An athlete’s experience with MS
Chris Ramsey is a husband, father, physical therapist and ultra athlete who was diagnosed with multiple sclerosis in 2011. Today, he remains a family man, a physical therapist and an athlete, and he’s committed to moving forward in all these areas of his life. MS has changed his life, but he hasn’t allowed it to define him.
“I was a nationally ranked triathlete, swimming, biking and running, when I was diagnosed with MS,” says Chris. “I competed before my diagnosis and I kept competing after my diagnosis. I’ve been lucky to be able to stay active, but as a physical therapist, I also know that exercise can help anyone, no matter what their state of health is.”
Chris eventually retired from competing in triathlons for two reasons. First, after 22 years, he’d had enough of that kind of competition. But running also became less fun when a brain stem lesion related to his MS developed in his vestibular ocular center, which led to problems with vision and balance. That didn’t stop Chris from moving, however – he stays active by racing on his bike.
Getting support for “invisible” symptoms
Like others living with MS, Chris’ symptoms may not be visible to the outside world. He says, “I’ve actually had people argue with me that I can’t have MS and I’m telling them, ‘Yes, I do!’ They just can’t feel what I’m feeling. For example, parts of my body sometimes feel like they’re vibrating, like I have a cell phone ringing in my pocket. Or it feels like something is burning my skin even though it’s just sunlight coming through the window.”
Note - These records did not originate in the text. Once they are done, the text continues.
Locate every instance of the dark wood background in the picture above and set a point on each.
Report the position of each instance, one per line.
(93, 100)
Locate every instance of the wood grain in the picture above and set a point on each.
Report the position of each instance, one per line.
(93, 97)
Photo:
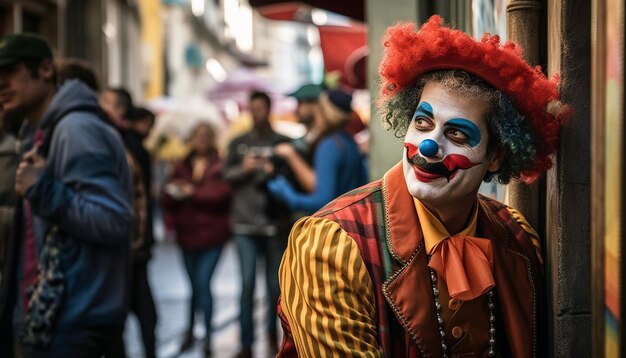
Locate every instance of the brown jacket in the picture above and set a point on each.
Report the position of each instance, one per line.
(407, 326)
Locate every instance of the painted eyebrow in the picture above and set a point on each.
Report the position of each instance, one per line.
(467, 127)
(425, 109)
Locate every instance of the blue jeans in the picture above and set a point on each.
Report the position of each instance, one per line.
(249, 247)
(200, 265)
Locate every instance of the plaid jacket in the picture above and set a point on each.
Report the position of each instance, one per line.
(391, 246)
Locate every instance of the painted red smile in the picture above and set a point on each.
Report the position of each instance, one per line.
(427, 172)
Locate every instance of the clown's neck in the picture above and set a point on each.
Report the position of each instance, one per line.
(455, 216)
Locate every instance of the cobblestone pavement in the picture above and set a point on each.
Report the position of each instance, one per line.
(171, 294)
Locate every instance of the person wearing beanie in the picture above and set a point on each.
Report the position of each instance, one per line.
(338, 164)
(64, 292)
(418, 264)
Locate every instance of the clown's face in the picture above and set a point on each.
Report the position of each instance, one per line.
(445, 148)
Since MS symptoms vary so greatly from person to person, being able to connect with others living with MS can offer special support and insight. In Chris’ case, this meant having people in his life who understood symptoms that even his wife might not recognize as MS-related.
“Sometimes I have to take a nap, and it’s not negotiable,” Chris says. “If I’m driving, I’ll have to pull over to a shady spot, tilt the seat back and take a nap so I can make my way home safely. Or my mood will shift, and I’ll get angry really fast. This isn’t something I’m doing on purpose, it’s something my brain is doing. People may not understand that these are all symptoms of MS because they don’t look like the images people have of the disease.”
The National MS Society supported Chris by connecting him with others who had “been there, done that.” Especially for those newly diagnosed, the variety of symptoms that may come with the disease can be overwhelming, and the possible courses of treatment are confusing. That’s when reaching out to a supportive community can make all the difference.
And Chris’ experience as a physical therapist helps him remind his MS friends that all the things we say everyone should do for better health — a good diet, physical activity, plenty of sleep — are even more important for people with MS.
“One of the things that people with MS tend to overlook is that, on average, we’re less active than the general population,” he says. “We’re also more likely to be depressed, even though research has shown that exercise is one of the best ways to prevent depression. So any amount of exercise, at any level, is going to be a positive step forward.”
That spirit is what keeps Chris moving ahead in all areas of his life. As he explains, “I’m going to keep exercising and keep helping people as a physical therapist for as long as I can. I’ll definitely keep being a husband and father. And I’ll keep promoting the idea that you can be healthier than you are now, whether you have MS or not!”